MFM fee recommendations and the license analogy method

Rightholders are entitled to damages when their photographs are used by third parties who have not been granted the necessary rights of use. Under German copyright law, damages are calculated according to the so-called license analogy method. This method assumes a fictitious license agreement upon reasonable conditions between the rightholder and the infringer. The rightholder then receives monetary compensation amounting to the royalties the parties would have reasonably agreed on.

Courts have different measures to determine the royalties the parties would have reasonably agreed on. On the one hand, they can reference license agreements closed by the rightholder in similar cases. If such license agreements exist, it is assumed that similar conditions would have been agreed on by the parties as well. If there are no such license agreements customary compensation rates and tariffs can be used as criterion.

For photographs such customary compensation rates and tariffs are arguably laid down in the fee recommendations of the “Mittelstandsgemeinschaft Fotomarketing” (MFM).

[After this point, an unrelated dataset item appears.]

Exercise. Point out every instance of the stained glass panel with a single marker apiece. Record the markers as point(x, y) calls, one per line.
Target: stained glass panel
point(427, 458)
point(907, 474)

According to the Higher Regional Court in Hamm (decision of November 17, 2015 – file number: 4 U 34/15), however, the MFM fee recommendations do not reflect the customary compensation for the right to sublicense rights of use to a sales partner. In the case laid before the OLG Hamm, the rightholder had granted his client principal rights of use relating to more than 6,000 commissioned photographs taken by order of said client. Some of these commissioned photographs were later used by one of the client’s sales partners, against whom the rightholder then asserted claims for damages based on copyright infringement. The court held that even though the sales partner had in fact not been granted the necessary rights of use, the rightholder could not claim damages based on the MFM’s fee recommendations. The parties would not have agreed on the fees recommended by the MFM, but rather the rightholder would have agreed on a marginally higher license fee with his client and granted him the additional right to sublicense the photographs. Accordingly, the court said, the rightholder is only entitled to claim the difference between the actual license fee agreed on with his client and the license fee they would have agreed on had the right to sublicense been part of the license agreement.